Nike by far is the leader in athletic shoes production that at the same time is one of the lowest cost producers simply because this company managed to switch virtually all of its production to the third world countries of the East Asia. Reebok appears o follow the lead set by Nike, yet is less aggressive to invest the savings obtained from the discounted East Asian production into hyper expensive celebrity advertisements.
The major costs nevertheless, for Nike come from the top notch advertisement campaigns that feature celebrities and stars. By saving big time on the actual production, Nike strives to invest as much as possible in the advertisement in order to create trust and loyalty among the athletes and fans of the stars that participate in the Nike commercials. Such strategy of Nike certainly constantly yields its fruit giving Nike ever growing market share and dollar growth.
Other producers of shoes like Adidas, Converse, and Keds appear to follow focused production concentrating on trendy designs and probably market share growth. These companies together with the market leaders (Nike and Reebok) differ from L.A. Gear, which in turn is perceived as unpopular among customers. L.A. Gear shoes are viewed as shoes inferior to shoes produced by other athletic shoe producers based on performance.

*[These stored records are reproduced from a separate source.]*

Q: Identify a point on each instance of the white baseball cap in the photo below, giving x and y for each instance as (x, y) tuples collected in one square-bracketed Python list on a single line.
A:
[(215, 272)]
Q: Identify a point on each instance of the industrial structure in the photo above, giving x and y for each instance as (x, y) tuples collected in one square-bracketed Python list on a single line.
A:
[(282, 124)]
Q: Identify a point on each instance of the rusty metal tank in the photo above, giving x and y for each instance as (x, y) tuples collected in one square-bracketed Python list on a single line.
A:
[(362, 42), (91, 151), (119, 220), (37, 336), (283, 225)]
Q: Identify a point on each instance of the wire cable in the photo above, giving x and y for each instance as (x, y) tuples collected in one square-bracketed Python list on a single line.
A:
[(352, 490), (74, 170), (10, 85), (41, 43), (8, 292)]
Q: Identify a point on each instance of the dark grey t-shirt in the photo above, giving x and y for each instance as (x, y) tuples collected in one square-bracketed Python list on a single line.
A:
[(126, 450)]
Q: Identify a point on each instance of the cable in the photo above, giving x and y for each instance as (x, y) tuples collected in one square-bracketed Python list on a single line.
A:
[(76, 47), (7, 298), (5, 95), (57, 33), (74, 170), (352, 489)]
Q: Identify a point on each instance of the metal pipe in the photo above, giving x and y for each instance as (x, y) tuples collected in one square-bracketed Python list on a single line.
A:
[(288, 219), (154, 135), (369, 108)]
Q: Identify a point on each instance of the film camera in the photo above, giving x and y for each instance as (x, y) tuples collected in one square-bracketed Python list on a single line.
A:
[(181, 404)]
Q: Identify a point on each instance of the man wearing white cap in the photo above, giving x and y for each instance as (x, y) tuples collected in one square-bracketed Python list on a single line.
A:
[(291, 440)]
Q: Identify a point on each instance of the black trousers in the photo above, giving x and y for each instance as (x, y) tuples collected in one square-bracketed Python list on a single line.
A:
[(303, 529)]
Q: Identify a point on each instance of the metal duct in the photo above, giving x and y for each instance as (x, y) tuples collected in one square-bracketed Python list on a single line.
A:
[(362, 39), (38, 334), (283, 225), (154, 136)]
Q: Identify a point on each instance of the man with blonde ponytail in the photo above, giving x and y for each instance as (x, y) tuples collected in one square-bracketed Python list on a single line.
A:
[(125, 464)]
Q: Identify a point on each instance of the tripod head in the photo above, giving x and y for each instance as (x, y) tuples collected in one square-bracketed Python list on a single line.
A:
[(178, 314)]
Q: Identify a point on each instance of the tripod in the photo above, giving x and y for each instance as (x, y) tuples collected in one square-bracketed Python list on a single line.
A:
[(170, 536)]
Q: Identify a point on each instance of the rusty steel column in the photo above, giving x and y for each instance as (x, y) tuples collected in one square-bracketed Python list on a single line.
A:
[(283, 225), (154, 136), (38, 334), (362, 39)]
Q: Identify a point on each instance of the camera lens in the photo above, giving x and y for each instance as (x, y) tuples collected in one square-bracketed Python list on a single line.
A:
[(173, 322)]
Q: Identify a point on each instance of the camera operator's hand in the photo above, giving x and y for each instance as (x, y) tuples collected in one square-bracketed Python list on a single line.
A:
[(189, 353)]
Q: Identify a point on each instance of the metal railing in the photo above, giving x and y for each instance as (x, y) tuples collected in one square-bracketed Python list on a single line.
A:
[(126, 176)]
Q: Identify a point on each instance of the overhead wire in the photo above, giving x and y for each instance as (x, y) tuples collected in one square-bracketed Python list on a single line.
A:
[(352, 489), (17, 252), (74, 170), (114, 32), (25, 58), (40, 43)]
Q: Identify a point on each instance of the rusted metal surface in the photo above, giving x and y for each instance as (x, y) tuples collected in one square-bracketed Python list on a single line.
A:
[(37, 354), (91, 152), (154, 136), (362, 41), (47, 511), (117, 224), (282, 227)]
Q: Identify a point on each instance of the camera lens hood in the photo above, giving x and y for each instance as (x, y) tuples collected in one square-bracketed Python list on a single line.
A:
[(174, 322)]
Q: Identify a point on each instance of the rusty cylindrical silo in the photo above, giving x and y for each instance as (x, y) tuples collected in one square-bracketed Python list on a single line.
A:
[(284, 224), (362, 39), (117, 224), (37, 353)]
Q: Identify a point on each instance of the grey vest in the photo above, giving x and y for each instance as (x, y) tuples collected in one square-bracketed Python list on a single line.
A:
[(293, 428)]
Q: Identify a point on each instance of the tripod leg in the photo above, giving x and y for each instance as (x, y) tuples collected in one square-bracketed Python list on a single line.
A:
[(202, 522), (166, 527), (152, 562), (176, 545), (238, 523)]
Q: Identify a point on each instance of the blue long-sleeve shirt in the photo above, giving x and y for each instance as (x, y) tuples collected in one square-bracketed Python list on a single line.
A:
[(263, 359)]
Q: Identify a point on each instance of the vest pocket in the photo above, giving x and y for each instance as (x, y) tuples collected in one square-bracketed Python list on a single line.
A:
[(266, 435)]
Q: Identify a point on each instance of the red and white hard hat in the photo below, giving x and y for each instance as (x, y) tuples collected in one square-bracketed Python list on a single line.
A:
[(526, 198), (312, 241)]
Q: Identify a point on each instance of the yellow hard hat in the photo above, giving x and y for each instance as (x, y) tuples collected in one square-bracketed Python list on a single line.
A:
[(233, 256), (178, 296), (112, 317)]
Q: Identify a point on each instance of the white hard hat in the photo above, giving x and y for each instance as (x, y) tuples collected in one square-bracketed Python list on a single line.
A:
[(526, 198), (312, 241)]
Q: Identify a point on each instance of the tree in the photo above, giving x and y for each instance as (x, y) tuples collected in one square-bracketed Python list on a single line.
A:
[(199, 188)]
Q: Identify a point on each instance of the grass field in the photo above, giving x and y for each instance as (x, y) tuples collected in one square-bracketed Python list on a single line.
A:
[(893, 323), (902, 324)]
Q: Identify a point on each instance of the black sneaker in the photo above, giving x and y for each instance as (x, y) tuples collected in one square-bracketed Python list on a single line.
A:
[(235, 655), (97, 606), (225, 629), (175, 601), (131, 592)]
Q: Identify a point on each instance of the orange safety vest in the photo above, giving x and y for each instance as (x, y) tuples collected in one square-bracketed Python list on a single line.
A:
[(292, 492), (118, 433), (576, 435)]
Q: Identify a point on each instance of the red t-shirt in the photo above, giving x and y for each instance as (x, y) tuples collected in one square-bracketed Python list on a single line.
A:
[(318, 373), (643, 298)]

LA gear’s current failure is justified by the situation ‘between two chairs’ when the company provides good shoes, which are neither trendy nor reputable. While the main competitors focus either on advertisement or trends (or both) L.A. Gear does not take any action to remedy the situation. As a result L.A. Gear loses males loyalty to Nike and market share and sales to Adidas, Converse and Keds.
L.A. Gear’s inability to focus on and invest in building trendy reputation and outstanding performance, logically created a negative image in the minds of consumers who will not buy second-tier shoes. As a result, the company is doomed to failure unless some urgent action is taken to revitalize the corporate position.
In order to improve the market share and dollar sales figures, Leardning Team A proposes L.A. Gear to use the strategy currently deployed by Nike and gain mutually beneficial partnership with key US athletes in order to remain competitive with Nike, Reebok and other athletic shoe producers. Such strategy of partnering with athletes has proved profitable for Nike and other companies already and is believed to help L.A. Gear stem the current crisis caused by the current overwhelming competition, falling sales, and lack of proper reputation.